It’s a holiday in America and Germany today, so this morning I went out to do some semiotic spotting like an elder millennial Cayce Pollard.
Just kidding (not kidding). I went to have breakfast at an outdoor cafe and went for a long walk. All imagery shown in this post was captured in service of a stroll. That stroll had a smoked salmon & horseradish cream on toast in the middle of it. I was walking a trendy mixed use neighborhood that was just on the line between hipster and yuppie.
I felt like I got in as I was wearing entirely unbranded minimalist garments. I was eyeing “out of home” advertising design elements during a stint a digital nomad in a major culture & financial hub. Yes, I enjoy my own main character energy when I’m pretending I’m a Gibsonian heroine.
It was a fine breakfast had the cafe’s outdoor seating not been underneath forest of trees in full pollination mode lining an urban roundabout. I must be Cayce twice over as my allergies weren’t limited to fashion.
The pollen was killing me after two hours. Cayce is the protagonist of William Gibson’s Pattern Recognition and makes her living in advertising by having an extreme sensitivity to corporate logos and mascots. My eyes were itchy, red and swollen and my own aesthetic attention felt equally uncomfortable. Everywhere I looked was mass market diffusion “direct to consumer” aesthetics. Including on an Ann Frank day poster.
The poster’s design included multiple 2016 style Pantone shades of blue including teal with geometric blocking. It gave the impression it was a cookware brand being advertised on the New York City subway somewhere in the middle of the DTC design boom.
Other design elements also brought to mind the DTC rush for me. Flat lay citrus with a reusable shopping bag? A pensive woman on a simple prop like a stair case? I can’t tell if it was Everlane circa 2014 or Bon Appetite from before their woke crisis.
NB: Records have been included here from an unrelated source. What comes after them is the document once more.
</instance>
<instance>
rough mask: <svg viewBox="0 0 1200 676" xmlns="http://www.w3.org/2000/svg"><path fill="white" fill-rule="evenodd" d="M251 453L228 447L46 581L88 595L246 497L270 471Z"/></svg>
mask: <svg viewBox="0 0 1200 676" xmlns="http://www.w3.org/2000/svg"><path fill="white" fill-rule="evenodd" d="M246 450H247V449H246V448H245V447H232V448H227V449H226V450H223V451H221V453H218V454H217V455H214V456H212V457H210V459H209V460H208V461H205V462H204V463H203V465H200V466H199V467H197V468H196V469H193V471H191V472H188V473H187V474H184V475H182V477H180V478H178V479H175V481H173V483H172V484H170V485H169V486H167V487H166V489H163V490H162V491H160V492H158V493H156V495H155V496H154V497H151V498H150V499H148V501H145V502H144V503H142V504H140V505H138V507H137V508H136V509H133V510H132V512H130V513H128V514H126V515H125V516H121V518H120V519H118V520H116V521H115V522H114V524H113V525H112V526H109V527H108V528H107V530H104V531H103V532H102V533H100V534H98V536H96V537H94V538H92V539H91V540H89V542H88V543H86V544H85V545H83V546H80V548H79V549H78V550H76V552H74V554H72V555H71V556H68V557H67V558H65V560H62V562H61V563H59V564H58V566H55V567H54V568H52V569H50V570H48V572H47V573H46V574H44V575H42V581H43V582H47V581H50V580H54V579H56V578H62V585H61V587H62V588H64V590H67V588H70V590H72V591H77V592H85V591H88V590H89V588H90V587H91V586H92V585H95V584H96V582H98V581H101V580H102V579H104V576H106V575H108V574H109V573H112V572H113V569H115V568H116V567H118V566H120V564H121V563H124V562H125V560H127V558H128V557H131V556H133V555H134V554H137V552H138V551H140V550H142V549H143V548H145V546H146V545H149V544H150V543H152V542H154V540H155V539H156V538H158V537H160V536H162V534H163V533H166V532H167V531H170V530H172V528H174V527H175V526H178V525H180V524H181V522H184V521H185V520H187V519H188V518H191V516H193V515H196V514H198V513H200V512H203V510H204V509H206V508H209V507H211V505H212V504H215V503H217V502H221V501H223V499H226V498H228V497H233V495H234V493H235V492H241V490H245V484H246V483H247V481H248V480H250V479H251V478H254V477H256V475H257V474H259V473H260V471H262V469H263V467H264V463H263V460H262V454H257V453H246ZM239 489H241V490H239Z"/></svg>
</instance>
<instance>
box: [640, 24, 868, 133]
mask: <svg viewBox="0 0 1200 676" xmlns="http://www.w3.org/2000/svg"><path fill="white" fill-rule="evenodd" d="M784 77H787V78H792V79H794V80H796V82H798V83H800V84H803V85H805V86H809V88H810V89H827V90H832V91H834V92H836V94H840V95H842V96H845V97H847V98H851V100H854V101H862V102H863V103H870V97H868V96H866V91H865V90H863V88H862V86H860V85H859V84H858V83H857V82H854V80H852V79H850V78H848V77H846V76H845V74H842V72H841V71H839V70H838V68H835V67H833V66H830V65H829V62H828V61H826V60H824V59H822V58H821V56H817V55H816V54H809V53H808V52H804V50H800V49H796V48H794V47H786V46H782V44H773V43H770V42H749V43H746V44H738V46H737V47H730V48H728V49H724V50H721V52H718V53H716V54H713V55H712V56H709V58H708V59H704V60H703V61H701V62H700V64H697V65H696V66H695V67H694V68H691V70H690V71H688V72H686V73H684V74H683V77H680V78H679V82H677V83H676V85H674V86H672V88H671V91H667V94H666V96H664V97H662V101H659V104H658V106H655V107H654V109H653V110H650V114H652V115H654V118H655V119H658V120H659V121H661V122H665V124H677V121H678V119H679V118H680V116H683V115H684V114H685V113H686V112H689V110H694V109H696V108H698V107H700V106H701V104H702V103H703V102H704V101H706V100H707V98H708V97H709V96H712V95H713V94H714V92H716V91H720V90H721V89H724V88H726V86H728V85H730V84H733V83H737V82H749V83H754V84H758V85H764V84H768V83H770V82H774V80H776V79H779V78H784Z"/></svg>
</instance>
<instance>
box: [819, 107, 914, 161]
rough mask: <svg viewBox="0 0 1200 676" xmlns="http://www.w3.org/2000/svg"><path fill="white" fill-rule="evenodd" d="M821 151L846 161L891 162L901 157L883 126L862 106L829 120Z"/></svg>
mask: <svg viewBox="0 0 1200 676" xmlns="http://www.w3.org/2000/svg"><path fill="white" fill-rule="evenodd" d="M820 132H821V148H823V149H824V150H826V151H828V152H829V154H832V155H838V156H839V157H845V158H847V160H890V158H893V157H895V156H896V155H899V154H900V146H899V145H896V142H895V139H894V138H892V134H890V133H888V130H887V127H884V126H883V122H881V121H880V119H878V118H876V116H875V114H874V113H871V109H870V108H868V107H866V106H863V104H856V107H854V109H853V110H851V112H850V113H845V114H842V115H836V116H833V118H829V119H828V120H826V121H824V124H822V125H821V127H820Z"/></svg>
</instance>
Thankfully weirdness did eventually prevail over the seamless sameness of flattened consumption messaging. A Linkin Park tribute band and something labeled “Heavy Pysch Stoner Kraut” gave me some faith that weird shit was alive and well. Sanded down Silicon Valley by way Baudrillard consumer aesthetics may be soothing in their sameness.
But I was searching for friction. If only to distract myself from being itchy. Pollen and boutique design agency products make me break out.